An Oprah Winfrey special elevated by Samson Chan’s gorgeous digital cinematography, “Emmanuel’s Gift” will bowl auds over with its emotion-laden story of a young man from Ghana born with a deformed leg who grows up to be an athlete and national hero. Winfrey herself narrates, and the entire enterprise directed by Lisa Lax and Nancy Stern is a sincere but fairly soft piece of ennobling journalism that gives a positive spin to some of Africa’s seemingly intractable problems. Fests will line up for screenings, while cable is a likely harbor for wider viewing.
Twenty-seven-year-old Emmanuel Ofosu Yeboah is introduced as a standard-bearer for the disabled in Ghana, where ancient ways hold that anyone born with deformities is cursed and should not be helped.
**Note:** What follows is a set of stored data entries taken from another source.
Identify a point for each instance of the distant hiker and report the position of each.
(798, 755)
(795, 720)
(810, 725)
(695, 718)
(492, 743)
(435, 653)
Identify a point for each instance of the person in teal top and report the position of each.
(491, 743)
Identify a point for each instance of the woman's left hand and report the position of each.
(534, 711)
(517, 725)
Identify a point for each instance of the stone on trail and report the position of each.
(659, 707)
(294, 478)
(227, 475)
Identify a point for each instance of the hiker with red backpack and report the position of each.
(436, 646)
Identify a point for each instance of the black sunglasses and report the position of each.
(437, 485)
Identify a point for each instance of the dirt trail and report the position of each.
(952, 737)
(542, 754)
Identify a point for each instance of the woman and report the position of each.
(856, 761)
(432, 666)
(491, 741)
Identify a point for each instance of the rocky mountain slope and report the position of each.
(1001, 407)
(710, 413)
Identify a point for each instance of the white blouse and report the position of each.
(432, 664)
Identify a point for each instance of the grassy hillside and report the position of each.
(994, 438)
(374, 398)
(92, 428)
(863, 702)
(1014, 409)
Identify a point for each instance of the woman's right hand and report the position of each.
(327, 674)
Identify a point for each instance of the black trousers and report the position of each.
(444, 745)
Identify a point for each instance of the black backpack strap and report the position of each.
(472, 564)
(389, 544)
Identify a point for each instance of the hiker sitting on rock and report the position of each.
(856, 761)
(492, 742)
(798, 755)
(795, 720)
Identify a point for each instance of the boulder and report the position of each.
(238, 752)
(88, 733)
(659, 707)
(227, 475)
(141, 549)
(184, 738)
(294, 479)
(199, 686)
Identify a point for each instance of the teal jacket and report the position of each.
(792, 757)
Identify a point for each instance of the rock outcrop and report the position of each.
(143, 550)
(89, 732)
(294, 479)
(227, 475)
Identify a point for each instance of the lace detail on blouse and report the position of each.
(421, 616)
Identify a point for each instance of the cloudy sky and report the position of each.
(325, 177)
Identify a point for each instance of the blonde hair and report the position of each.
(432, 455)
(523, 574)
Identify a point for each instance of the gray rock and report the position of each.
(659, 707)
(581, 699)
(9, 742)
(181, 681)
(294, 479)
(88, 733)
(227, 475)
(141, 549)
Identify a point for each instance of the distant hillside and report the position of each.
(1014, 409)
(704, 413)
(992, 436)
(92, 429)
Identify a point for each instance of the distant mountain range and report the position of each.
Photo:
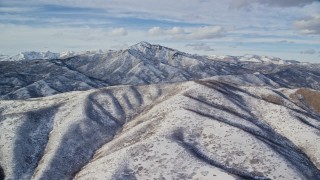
(152, 112)
(142, 63)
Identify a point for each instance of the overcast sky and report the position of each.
(289, 29)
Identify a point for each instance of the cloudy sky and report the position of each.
(289, 29)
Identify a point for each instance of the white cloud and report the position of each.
(200, 33)
(238, 4)
(119, 32)
(309, 25)
(200, 47)
(157, 31)
(309, 51)
(207, 32)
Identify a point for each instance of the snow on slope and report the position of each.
(205, 129)
(142, 63)
(32, 55)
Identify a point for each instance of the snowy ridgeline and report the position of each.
(142, 63)
(205, 129)
(154, 112)
(32, 55)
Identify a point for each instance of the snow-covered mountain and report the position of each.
(32, 55)
(142, 63)
(254, 59)
(152, 112)
(205, 129)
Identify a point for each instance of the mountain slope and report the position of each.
(198, 129)
(142, 63)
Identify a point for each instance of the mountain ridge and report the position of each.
(155, 112)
Emmanuel’s mission is to ride a bike — on one healthy leg and another prosthetic leg — across his country “to alter perceptions” about the disabled.
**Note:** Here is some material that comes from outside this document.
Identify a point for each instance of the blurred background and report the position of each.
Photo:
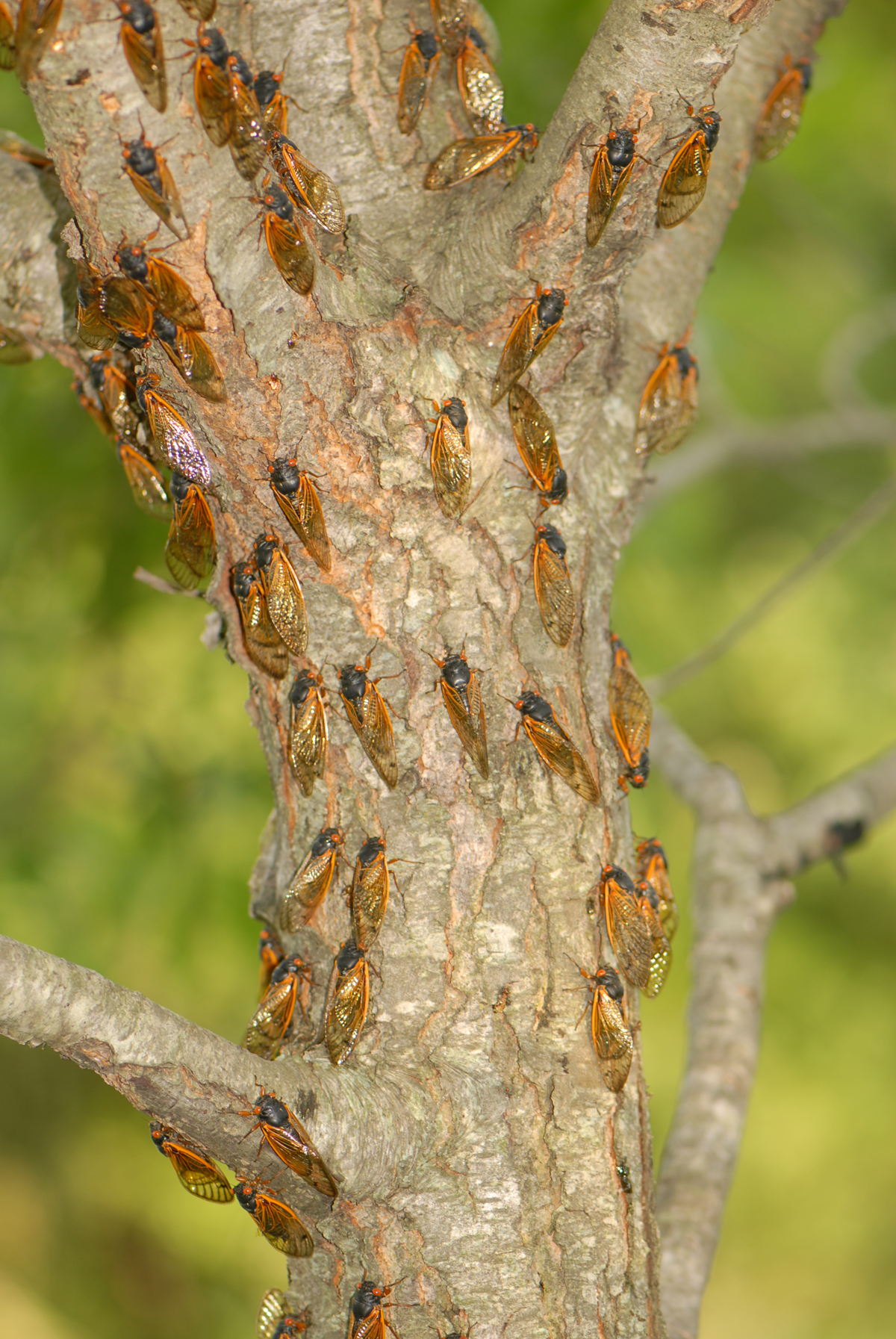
(133, 793)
Rewinding to his past, viewers learn Emmanuel’s father Dickson left the family after the boy was born, which was the start of Emmanuel’s problems, including discrimination at school and being banned from the soccer team.
Docu never really explores what made Emmanuel strive for success, what made him different from Ghana’s 2 million-plus disabled, many of them unemployed and on the desperate margins of the capital city of Accra. However, Emmanuel came into contact with a global network of support for disabled athletes when he wrote to the California-based Challenged Athletes Foundation with a simple request for a bike.
Competing in marathons and gaining fame for his rise from utter poverty, Emmanuel is seen as a messenger of hope: He even moves his country’s royalty to press for greater social concern and support for the disabled.
Possibly goaded out of sheer guilt, father Dickson finally surfaces and attends a celebration after Emmanuel’s first triathlon. In the curious way that athletic fame flows in today’s world, Emmanuel also is seen meeting both Robin Williams and Kofi Annan.